Peu habituée à être traitée de la sorte par sa jumelle, Soledad se mura dans le silence les larmes aux yeux. Au fond d'elle, elle savait qu'Alana n'avait pas tout à fait tord mais elle n'était pas prête à l'admettre. Accepter ce fait revenait à perdre tout espoir de ramener un jour Aliana de leur côté. La fin du cours arriva et le professeur Rogue se contenta de récupérer leur fiole de potion en serrant les dents, n'ayant visiblement aucune critique à émettre sur le travail des deux Gryffondors. Les élèves se dirigèrent vers les serres pour le cours de Madame Chourage, le professeur de botanique.

- Je peux me mettre à côté de toi Neville ?

Sans attendre la réponse, Soledad se plaça entre la porte d'entrée et le garçon qui était plus qu'étonné de la requête de la jeune fille. Marie alla vers Hermione qui semblait ravie d'avoir une binôme volontaire pour être avec elle. En tant qu'exaspérante Miss-je-sais-tout, Hermione n'avait pas beaucoup d'amis et les professeurs devaient souvent demander à un Gryffondor de faire équipe avec elle. Harry et Ron se tenaient entre les deux duos, étonnés de la séparation volontaire des sœurs Lopès.

- Est-ce que tout va bien Sol ? souffla le Survivant à la jumelle se trouvant le plus près de la porte.

- Merveilleusement bien, railla-t-elle. Attends, comment sais-tu que c'est moi ? Enfin, que je suis Soledad ? demanda-t-elle suspicieuse.

- L'instinct sans doute, sourit-il en retenant un petit rire.

Il ne pouvait pas s'expliquer lui-même comment il était parvenu à faire la distinction entre les deux sœurs. Il discutait plus avec Soledad qu'avec Marie mais cela ne l'empêchait pas de douter parfois sur la véritable identité de son interlocutrice, conscient que les deux filles adoraient se jouer de leur entourage. Malgré cela, Harry se sentait plus à l'aise avec Soledad. Après tout, c'était elle qui n'avait pas hésité à défier ouvertement la Terreur des cachots pour le défendre. Le cours passa rapidement dans un silence relatif étant donné que les plantes que les premières années devaient rempoter avaient la particularité amusante de chantonner. Dès que le Professeur Chourave leur donna congé, les élèves se ruèrent en direction de la Grande Salle pour déjeuner.
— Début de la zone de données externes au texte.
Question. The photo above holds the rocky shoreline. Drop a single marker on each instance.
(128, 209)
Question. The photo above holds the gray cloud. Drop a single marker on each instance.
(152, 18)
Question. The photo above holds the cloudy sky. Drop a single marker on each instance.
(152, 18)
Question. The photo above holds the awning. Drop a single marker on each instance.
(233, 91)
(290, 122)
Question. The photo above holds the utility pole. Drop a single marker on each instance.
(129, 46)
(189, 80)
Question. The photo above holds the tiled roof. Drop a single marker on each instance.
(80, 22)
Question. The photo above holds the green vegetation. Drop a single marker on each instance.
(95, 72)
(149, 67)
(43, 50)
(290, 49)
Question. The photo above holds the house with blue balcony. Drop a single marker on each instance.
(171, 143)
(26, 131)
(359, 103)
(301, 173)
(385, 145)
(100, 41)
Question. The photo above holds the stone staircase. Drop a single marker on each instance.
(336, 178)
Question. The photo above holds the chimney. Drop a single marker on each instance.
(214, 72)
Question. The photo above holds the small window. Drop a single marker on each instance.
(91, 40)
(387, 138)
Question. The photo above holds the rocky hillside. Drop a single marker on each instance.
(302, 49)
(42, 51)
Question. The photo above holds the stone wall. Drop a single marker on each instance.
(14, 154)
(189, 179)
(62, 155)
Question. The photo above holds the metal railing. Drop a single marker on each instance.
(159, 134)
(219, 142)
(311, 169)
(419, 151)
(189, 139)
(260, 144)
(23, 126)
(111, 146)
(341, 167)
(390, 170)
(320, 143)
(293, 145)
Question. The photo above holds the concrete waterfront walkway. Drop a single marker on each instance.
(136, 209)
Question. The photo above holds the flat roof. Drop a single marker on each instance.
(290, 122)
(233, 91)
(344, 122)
- On y va ? demanda Marie à sa sœur qui ne semblait toujours pas disposée à lui parler.

- Vas-y toute seule ! lâcha Soledad en emboîtant le pas de Harry.

Marie fut blessée par le ton cinglant de sa cadette mais n'en lassa rien paraître. Elle se dirigea vers le parc pour franchir discrètement le portail, le cœur lourd.

De son côté, Soledad était à table entouré d'Harry, des jumeaux Weasley et de leur jeune frère. L'ambiance était plutôt joviale grâce aux vannes de Fred et Georges jusqu'à ce que Ron demanda :

- Au fait, où est ta sœur ? Vous êtes inséparables d'habitude.

À cette remarque, le visage de Soledad se ferma et elle quitta la table dans un sec mouvement de cape.

- Bravo Ron ! le félicita Harry en soupirant, blasé du manque de tact manifeste de son meilleur ami.

- Bah quoi ? Je n'ai posé qu'une simple question ! se défendit-il la bouche pleine.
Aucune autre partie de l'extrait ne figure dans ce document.